Mike Huckabee's Willie Horton

Documents undercut the candidate's claim that no one could have predicted a released rapist would kill.

Published December 5, 2007 5:53PM (EST)

When Mike Huckabee was asked over the weekend about his role in winning parole for Wayne DuMond -- a convicted rapist who committed sexual assault and murder again after his release -- the former governor declared: "None of us could've predicted what he could've done when he got out."

Huckabee's words reminded us of some we've heard before: Condoleezza Rice's claim, after 9/11, that nobody "could have predicted" that terrorists would try to use a "hijacked plane as a missile," and George W. Bush's claim, in the immediate aftermath of Hurricane Katrina, that nobody "anticipated the breach of the levees." Both of those claims were false -- the FAA actually warned airports in 2001 that terrorists might use a hijacked plane as a weapon, and experts had been predicting for years that the levees in New Orleans wouldn't hold up against a Category 5 storm.

It now appears that Huckabee's claim was equally untrue.

In a piece for the Huffington Post, journalist Murray Waas says that Huckabee was "provided letters from several women who had been sexually assaulted by DuMond and who indeed predicted that he would rape again -- and perhaps murder -- if released."

Despite those letters, Huckabee, as governor, pressed for DuMond's release. "He made it obvious that he thought DuMond had gotten a raw deal and wanted us to take another look at it," a former member of the Arkansas parole board said back in 2001.
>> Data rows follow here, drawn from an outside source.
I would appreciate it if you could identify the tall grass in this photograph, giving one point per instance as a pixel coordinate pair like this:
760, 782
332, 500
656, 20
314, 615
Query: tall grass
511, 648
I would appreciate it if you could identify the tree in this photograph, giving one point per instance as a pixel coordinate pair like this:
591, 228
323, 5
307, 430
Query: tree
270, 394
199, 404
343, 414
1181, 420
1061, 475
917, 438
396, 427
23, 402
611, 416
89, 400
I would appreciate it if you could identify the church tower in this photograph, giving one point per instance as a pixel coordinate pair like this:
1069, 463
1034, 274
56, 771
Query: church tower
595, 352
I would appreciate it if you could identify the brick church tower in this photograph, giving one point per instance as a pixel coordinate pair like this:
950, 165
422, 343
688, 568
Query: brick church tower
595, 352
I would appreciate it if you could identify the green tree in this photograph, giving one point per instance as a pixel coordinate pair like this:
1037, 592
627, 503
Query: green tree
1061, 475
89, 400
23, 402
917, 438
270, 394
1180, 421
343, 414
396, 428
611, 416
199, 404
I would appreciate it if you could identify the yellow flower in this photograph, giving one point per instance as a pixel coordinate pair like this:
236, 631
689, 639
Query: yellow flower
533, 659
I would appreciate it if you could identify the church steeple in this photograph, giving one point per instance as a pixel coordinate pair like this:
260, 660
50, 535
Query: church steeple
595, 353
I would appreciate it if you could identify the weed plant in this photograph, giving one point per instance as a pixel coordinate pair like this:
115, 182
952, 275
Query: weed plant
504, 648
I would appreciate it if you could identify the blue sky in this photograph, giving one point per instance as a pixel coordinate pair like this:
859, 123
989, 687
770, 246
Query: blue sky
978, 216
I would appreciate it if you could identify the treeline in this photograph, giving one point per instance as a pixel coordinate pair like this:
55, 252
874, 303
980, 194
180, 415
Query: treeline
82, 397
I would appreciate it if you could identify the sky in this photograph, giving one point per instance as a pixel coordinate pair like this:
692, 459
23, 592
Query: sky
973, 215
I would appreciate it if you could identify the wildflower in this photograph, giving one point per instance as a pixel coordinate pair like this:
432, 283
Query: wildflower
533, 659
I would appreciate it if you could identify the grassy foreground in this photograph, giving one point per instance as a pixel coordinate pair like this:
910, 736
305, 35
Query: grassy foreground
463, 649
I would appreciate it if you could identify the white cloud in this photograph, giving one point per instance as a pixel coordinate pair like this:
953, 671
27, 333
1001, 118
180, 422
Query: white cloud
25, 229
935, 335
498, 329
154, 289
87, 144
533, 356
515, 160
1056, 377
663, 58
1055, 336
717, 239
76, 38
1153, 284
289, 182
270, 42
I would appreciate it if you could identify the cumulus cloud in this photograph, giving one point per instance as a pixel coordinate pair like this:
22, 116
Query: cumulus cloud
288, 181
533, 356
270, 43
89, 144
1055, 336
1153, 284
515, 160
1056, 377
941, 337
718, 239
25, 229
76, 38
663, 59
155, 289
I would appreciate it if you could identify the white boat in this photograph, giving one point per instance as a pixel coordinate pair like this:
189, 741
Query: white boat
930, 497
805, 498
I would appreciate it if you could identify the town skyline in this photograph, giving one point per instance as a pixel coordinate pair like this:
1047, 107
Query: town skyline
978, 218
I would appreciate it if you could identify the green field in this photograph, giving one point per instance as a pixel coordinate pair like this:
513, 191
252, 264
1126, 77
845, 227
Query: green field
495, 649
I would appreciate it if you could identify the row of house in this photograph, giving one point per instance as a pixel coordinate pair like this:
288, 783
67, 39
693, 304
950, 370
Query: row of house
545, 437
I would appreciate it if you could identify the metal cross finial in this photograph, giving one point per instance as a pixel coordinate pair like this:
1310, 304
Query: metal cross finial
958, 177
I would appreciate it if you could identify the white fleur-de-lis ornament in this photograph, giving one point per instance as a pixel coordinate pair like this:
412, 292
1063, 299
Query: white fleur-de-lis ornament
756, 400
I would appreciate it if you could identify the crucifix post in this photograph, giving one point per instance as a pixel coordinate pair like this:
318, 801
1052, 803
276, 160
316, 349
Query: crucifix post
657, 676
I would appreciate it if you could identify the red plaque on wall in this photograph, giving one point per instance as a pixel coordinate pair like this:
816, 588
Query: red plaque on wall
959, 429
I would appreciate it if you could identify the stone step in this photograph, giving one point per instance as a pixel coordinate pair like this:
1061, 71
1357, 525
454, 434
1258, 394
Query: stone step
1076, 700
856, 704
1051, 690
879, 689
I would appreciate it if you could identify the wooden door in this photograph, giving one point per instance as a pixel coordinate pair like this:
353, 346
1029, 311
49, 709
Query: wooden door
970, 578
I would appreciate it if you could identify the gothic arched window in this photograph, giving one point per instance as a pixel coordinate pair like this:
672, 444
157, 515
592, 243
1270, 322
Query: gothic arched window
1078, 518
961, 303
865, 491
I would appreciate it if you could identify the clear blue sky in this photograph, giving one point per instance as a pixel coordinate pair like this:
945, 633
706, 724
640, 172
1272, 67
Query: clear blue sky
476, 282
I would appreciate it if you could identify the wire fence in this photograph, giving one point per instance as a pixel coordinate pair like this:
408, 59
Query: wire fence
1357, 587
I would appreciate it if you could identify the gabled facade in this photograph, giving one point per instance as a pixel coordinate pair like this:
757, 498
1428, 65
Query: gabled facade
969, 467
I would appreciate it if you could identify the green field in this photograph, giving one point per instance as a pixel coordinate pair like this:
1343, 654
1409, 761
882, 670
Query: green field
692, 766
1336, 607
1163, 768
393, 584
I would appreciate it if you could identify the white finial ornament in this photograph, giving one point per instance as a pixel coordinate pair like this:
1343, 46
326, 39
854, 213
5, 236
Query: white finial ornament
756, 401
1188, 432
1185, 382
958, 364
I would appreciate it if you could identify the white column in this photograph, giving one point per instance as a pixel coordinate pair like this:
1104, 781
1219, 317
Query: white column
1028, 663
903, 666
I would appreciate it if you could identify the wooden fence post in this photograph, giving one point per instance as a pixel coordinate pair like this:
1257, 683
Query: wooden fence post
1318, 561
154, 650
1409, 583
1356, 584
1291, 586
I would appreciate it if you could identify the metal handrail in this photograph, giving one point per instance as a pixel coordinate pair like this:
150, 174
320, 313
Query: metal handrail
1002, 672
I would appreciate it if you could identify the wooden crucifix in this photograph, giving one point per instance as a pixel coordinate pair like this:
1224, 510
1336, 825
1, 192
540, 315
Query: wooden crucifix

Huckabee has said that he did, in fact, have doubts about DuMond's guilt and also felt sorry for him: While awaiting trial on charges of raping a 17-year-old high school cheerleader, DuMond was castrated -- he said by two men who broke into his home and tied him up with fishing line.

"I thought he would, you know, would, be clean," Huckabee told the National Review's Byron York in August. "And he had a job, he had sponsors lined up, so at the time, I did not have this apprehension that something horrible like that would happen. I did want him to report in [to parole authorities], because I just didn't know -- you never know about a guy like that."

DuMond was released from prison in October 1999. Shortly thereafter, he killed Carol Shields in an apartment near Kansas City. According to the Kansas City Star, prosecutors have "no doubt" that he also killed 23-year-old Sarah Andrasek, who was pregnant at the time of her death in 2001. DuMond was never charged with the second murder. He died in 2005 while serving a life sentence for the first.


By Tim Grieve

Tim Grieve is a senior writer and the author of Salon's War Room blog.